I offered a chat at the Minneapolis Fed’s “Ending Too Big to Fail” symposium, May 16. Agenda and video of the function here. My talk is based on “towards a run-free financial system,” and a little on a fresh structure for federal debt, and blog visitors shall notice many recycled ideas. But it incorporates some current thinking both on substance and on marketing — the proposal is so simple, a lot of the work is on meeting objections. Here’s my talk. That is also available as a pdf here.

We have to establish what “sytstemic” and “crisis” indicate before we can make an effort to fix them. My idea is that, at its primary, our financial crisis was a systemic run. The mechanism is familiar from Diamond and Dybvig, and especially Gary Gorton’s description of how “information-insensitive” possessions suddenly lose that property and become illiquid. You see a nagging problem at a bank – a word I am going to use loosely to add shadow-banks, overnight debt, and other intermediaries. You question, what about my bank? You don’t really know. The point of short-term debts is that you don’t pay attention to the bank or investment company’s property generally.

But you also have the to take your money out anytime, and the last one out gets the rotten egg. When uncertain, you might as well forego a few basis sights and get out now. Everyone does this, and the bank fails. Runs at specific organizations, caused by identifiable problems, aren’t really a risk.

My story includes a specific “contagion,” that troubles at one institution spread to another, because they cause people to wonder about the other bank’s resources. That “systemic run” component means that banking institutions can’t’ easily sell possessions to improve cash or issue new equity. It’s not just a string of dominoes: A fails, B loses money, B falls, and so forth, so by conserving the whole system is preserved. Contrariwise, even conserving A is not enough to make sure traders that B’s possessions are okay.

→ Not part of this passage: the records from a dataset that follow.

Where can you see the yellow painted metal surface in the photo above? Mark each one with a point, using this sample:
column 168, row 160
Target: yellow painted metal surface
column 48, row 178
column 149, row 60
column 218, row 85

In fact, saving A might verify investor’s concerns about B’s property, and set off a run! It’s not huge losses on unsafe resources particularly. Bank assets are not that risky. Bank or investment company liabilities are delicate. Small losses spark large runs. Our crisis and recession were not the result of specific business functions failing.

  1. Purports to earn income for the investors
  2. Immigrants to Canada who’ve retained foreign assets
  3. Increase tourism
  4. English-Indonesian Indonesian-English
  5. 7 years ago from United States

Failure is failure to pay creditors, not just a dark opening where there was previously a business. Operations keep going in bankruptcy. The ATMs did not go dark. In my premises, the 2000-currency market’s bust was not a crisis, because it was not a run. Yes, there were huge losses. But when stocks plunge, all you can do is go home, pour a drink, yell at your dog, and bemoan your dumb decisions.

You can’t demand your money back from the issuing company, so you can’t drive the business to bankruptcy if it generally does not pay. Panic selling, if “irrational even,” even if it causes “herding” by others, even if it drives prices down, is not a crisis, and it’s not a run, because the issuing company doesn’t want to do anything about any of it. If you want to stop crises, we must describe when we will say “good enough” and stop trying to fix things in the name of turmoil prevention.

My idea: an overall economy with booms and busts, risks taken, and deficits transparently utilized by falling prices, is wonderful for now enough. If we try to create an economic climate in which nobody ever loses money, we will just create something in which nobody ever takes any risk and will not fund any remotely risky investment opportunity.

That is the path we ‘re going. I really do not imply that other financial rules are definitely not bad, or even that one shouldn’t contemplate plans to reduce stock-market volatility. But if we actually want to fix crises, or end TBTF, we must separate those other methods into everyday regulation.

Given these premises, the central weakness in the economic climate is clear: delicate, run-prone liabilities. The caveats here exempt bills, receivables, trade credit, etc, which are fixed value but not run-prone. “Funding” is the key qualifier. Banks and shadow banks must get the money they use to hold risky and possibly illiquid loans and securities overwhelmingly from run-proof, floating-value property – common collateral mostly, some long-term debt.